Thursday, November 14, 2013

Are you a Pantser?

If your response to this question is, "What in the world is a Pantser?" you're probably not a writer. You're also probably normal. 

This month's Writers Ramble topic is Outlining vs. Freewriting. What works for you and why? 

When it comes to writing fiction there are essentially two ways to do it, plan everything out before you ever type the first word, or sit down and make it all up as you go along. The former is known as "outlining" the latter "freewriting" or "discovery writing" also known as writing by the seat of your pants. Hence the term, "Pantser". 

Are these two schools of thought all inclusive, you're either one or the other? Not at all. In fact, most authors I know are a combination of the two, with some planning before hand, maybe a few notes about what scenes will go where, then the rest freewritten as they go along. 

Think of it as more of a spectrum. At the one end, you have absolute outliners like Brandon Sanderson, (though even he'll say he discovery writes when under odd sorts of pressures). On the other end you have Stephen King who said, “Outlines are the last resource of bad fiction writers who wish to God they were writing masters' theses.” 

What's the difference? Well, discovery writing is all about letting the story go wherever it wants. It seems silly, speaking about the story like it's a living entity, but to many writers their stories are just that. The story is a living, breathing creation that goes where it wants and does what it wants. Discovery writing is all about creating the setting, characters, or situation, then just exploring a train of thought along those lines, letting your imagination run wild with the possibilities. You have no idea where the story is going to end, but you can't wait to get there.

Outlining is a lot more structured. It's taking the idea, setting, characters, and writing down everything they are going to do so you know exactly what's going to happen in your story. This still is, in a sense, discovery writing, because you have to explore the ideas and see where they take you, but in this case the discoveries occur mostly in the author's mind, explored, rejected, accepted, until they know where they're going. Now, there can be different levels of outlining. Some authors, like Dan Wells, outline a basic plot structure, and have an ending in mind, then free write all the stuff in between keeping in mind where it all has to end up. Others will outline down to every scene of every chapter. Then the writing just becomes filling in the details. 

What do I do? A little of both, actually. I never write an outline down, but instead I mull an idea over in my head, thinking up more and more details, and even plan the ending until I have a pretty solid mental outline.
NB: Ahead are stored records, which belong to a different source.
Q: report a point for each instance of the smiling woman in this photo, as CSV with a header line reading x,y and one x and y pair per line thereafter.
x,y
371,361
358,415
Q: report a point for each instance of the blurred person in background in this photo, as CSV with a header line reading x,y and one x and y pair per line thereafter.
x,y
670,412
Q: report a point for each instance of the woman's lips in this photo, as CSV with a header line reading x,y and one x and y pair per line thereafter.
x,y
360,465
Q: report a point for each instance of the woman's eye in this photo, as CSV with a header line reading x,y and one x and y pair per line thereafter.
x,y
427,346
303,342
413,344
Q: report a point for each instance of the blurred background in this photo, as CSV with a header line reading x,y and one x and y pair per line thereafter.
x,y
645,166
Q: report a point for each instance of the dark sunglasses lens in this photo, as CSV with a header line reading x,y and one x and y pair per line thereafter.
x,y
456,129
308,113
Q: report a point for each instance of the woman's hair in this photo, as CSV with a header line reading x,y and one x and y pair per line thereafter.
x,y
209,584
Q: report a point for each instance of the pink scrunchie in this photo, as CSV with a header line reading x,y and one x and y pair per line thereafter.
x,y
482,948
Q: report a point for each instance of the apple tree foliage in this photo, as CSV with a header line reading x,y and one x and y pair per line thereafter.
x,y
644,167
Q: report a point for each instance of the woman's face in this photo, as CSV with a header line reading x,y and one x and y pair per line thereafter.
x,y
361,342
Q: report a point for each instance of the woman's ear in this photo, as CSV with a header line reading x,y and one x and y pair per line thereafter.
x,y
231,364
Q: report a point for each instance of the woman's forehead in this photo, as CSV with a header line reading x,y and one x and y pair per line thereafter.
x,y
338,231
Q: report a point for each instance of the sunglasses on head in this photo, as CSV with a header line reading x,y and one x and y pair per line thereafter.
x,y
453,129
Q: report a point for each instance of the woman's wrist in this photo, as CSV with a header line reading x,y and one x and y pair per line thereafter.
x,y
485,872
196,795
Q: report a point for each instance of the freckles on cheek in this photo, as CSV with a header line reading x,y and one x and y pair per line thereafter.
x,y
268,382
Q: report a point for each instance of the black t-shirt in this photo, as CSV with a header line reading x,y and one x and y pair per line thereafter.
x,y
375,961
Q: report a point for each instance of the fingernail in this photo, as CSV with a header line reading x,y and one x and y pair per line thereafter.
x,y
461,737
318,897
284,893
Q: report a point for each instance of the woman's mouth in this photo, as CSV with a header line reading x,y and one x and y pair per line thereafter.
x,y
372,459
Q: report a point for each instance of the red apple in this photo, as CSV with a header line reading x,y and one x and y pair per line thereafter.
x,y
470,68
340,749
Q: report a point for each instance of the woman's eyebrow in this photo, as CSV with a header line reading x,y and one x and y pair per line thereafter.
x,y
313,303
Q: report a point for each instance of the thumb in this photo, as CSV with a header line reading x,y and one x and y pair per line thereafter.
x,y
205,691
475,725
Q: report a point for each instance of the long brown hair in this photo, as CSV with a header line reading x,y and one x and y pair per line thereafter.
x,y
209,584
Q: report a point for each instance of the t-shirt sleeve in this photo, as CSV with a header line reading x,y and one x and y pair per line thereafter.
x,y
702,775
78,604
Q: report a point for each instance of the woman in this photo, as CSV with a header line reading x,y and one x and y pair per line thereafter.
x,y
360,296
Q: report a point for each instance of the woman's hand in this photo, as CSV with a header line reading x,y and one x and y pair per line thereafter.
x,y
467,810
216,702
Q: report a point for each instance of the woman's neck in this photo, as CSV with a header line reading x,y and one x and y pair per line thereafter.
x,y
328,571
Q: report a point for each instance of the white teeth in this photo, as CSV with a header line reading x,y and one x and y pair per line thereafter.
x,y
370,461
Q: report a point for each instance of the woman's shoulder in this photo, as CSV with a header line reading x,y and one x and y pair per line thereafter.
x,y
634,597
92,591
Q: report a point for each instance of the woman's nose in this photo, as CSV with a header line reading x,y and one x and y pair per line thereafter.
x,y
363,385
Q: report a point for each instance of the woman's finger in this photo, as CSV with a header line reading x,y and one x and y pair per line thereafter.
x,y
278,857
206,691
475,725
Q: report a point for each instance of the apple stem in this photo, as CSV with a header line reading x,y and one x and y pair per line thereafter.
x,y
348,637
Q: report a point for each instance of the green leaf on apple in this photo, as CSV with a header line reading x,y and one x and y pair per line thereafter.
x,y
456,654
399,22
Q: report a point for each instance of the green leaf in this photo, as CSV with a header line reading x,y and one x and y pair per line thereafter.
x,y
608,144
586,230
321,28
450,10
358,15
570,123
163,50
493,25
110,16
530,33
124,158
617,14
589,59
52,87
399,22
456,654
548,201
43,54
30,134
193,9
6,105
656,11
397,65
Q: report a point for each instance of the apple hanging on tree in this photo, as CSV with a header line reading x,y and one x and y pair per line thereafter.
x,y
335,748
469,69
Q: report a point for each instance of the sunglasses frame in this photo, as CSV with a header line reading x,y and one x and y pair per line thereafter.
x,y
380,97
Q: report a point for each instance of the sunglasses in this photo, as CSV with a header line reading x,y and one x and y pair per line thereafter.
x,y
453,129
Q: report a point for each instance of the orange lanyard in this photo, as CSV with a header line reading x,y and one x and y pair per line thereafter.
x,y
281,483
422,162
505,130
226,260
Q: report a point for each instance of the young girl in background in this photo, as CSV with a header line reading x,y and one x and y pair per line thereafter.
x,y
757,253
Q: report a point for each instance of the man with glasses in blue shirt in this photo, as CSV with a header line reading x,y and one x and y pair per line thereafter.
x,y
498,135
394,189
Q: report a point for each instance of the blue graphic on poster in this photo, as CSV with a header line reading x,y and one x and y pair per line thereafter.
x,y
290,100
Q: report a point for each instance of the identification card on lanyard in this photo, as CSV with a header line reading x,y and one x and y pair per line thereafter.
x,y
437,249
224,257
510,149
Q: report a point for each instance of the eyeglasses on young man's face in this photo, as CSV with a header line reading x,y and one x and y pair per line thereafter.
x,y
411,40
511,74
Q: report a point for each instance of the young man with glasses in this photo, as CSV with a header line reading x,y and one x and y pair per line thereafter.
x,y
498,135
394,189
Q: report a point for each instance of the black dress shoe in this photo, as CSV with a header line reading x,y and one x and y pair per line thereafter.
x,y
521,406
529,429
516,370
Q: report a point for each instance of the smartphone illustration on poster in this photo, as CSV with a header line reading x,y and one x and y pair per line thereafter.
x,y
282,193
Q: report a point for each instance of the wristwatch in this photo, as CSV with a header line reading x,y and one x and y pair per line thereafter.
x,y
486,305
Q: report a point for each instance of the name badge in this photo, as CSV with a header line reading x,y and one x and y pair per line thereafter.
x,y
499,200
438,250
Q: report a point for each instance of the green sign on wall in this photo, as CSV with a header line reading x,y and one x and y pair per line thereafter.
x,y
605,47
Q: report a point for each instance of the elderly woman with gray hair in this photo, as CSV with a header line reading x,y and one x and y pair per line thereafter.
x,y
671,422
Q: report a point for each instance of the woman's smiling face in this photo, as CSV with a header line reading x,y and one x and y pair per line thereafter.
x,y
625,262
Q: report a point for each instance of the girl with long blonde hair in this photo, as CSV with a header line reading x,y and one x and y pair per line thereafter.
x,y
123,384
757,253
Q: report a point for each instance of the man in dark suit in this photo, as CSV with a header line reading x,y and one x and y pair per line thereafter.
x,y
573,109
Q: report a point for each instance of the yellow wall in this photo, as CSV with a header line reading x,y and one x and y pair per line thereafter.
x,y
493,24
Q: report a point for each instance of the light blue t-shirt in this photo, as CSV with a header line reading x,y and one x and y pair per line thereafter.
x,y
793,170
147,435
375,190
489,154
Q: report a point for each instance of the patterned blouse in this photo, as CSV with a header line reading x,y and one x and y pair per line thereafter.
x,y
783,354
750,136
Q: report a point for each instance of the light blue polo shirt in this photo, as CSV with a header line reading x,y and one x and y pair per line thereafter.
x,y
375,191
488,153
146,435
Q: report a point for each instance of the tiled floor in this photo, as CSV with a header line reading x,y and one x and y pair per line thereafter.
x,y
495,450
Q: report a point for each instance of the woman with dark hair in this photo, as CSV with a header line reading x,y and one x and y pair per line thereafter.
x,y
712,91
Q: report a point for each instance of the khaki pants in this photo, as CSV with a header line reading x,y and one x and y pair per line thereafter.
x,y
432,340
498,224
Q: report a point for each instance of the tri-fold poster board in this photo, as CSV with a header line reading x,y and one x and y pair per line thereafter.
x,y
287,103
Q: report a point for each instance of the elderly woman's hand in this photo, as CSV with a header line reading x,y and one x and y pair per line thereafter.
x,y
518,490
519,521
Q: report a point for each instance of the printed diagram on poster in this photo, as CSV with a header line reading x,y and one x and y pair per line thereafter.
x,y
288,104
Once it's basically complete in my head, I sit down and try to transfer all those thoughts into a coherent manuscript. That's where the discovery writing comes in, because I know what I want my characters to do, but most of the time I don't know how they're going to do that. 
Of course, once you start freewriting all of your plans and outlines are subject to change without notice. I recall a story I wrote once where at the end the hero, heroine, and heroine's father were facing of with the villain, who had a gun on them. I knew that by the end of the scene the villain would enact a terrible event and the hero wouldn't be able to stop him. But they couldn't just sit by and let it happen either, someone had to try to stop him. At first I started to write it that the hero would lunge at the villain, but the hero was injured. The heroine couldn't do it either because she was holding the hero in her lap. That left the father, who was most affected by the tragic event anyway, so of course he would react. But the villain had a gun, so of course he would shoot... and then the father would die. Until that moment there'd been no plan to kill the father character. But as it played out on the page it completely fit and was so emotionally charged due to the situation that even I got a little choked up as I was writing it. I was sad that this character was suddenly dead because that was not supposed to happen. And in the end I had several readers tell me that was the best part of the story. 

So there's merit to both outlining and discovery writing. Take the best of both practices, find your point along the spectrum, and make them work to your advantage. You never know where a story will take you.

1 comment:

  1. This is excellent. I've gone from one extreme to the other, and neither seems to support my creativity like combining them has. I think I've been outlining too much, as I'm not surprised or excited by anything. Dragon Games was written with painstaking outlining, and I'm struggling. While my new one, Catching Dragons, has practically no outlining save for some general ideas and it's going along splendidly. I hope to have a "shot father" moment within my books… they do seem to be the most profound.